Just as the hands are washed before a meal (in which one eats bread), before the conclusion of the meal there is a special hand washing ritual known as mayim acharonim (literally: “final waters”).
Mayim acharonim is usually done at the table with a small cup of water and a small bowl into which to spill the used water. There is no blessing, and the “dirty” water should either be covered or removed from the table before Birkat Hamazon. Customs for mayim acharonim vary. Some only do it when there are three or more people present, some only when there are 10 or more, and others every time one eats bread. Likewise, how much of the hand or fingers are washed varies according to custom.

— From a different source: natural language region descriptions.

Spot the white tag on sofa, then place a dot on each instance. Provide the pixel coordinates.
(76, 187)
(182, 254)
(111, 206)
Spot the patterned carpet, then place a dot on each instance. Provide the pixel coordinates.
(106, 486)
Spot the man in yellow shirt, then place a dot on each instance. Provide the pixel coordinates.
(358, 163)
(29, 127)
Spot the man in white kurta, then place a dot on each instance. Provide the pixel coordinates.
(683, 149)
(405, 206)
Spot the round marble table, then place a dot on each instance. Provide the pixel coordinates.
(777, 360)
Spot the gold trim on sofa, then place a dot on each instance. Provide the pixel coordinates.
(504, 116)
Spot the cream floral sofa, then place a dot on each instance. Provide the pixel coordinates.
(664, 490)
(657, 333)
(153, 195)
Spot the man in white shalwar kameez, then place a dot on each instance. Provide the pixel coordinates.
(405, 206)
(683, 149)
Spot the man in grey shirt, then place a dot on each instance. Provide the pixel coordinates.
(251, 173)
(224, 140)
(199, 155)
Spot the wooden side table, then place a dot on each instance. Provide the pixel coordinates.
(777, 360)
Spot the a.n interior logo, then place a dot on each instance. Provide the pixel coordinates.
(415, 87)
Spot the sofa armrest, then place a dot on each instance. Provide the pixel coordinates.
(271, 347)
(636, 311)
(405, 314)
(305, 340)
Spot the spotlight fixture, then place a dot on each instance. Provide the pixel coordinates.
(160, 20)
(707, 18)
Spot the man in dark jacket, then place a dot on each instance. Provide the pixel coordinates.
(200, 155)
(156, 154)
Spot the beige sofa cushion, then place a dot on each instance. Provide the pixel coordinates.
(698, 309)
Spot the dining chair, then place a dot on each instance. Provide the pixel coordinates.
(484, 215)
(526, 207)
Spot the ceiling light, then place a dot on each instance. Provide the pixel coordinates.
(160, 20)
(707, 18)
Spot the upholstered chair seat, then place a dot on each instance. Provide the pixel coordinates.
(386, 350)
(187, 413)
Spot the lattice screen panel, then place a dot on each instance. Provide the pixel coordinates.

Some sages have disputed the necessity of maintaining this practice because it stems from the need to wash off “Sodomite salt.” This pungent salt was sometimes mixed into table salt in Talmudic times and could potentially cause blindness if rubbed in the eye. Since this salt is no longer in use, the mayim acharonim would appear to be unnecessary.
Washing one’s hands as part of Jewish ritual, however, is not about cleanliness of the body (although that is an added bonus), but cleanliness of the soul. As one is about to thank the Creator for all that has been provided, washing one’s hands reminds a person to separate from the physical and to focus on the spiritual.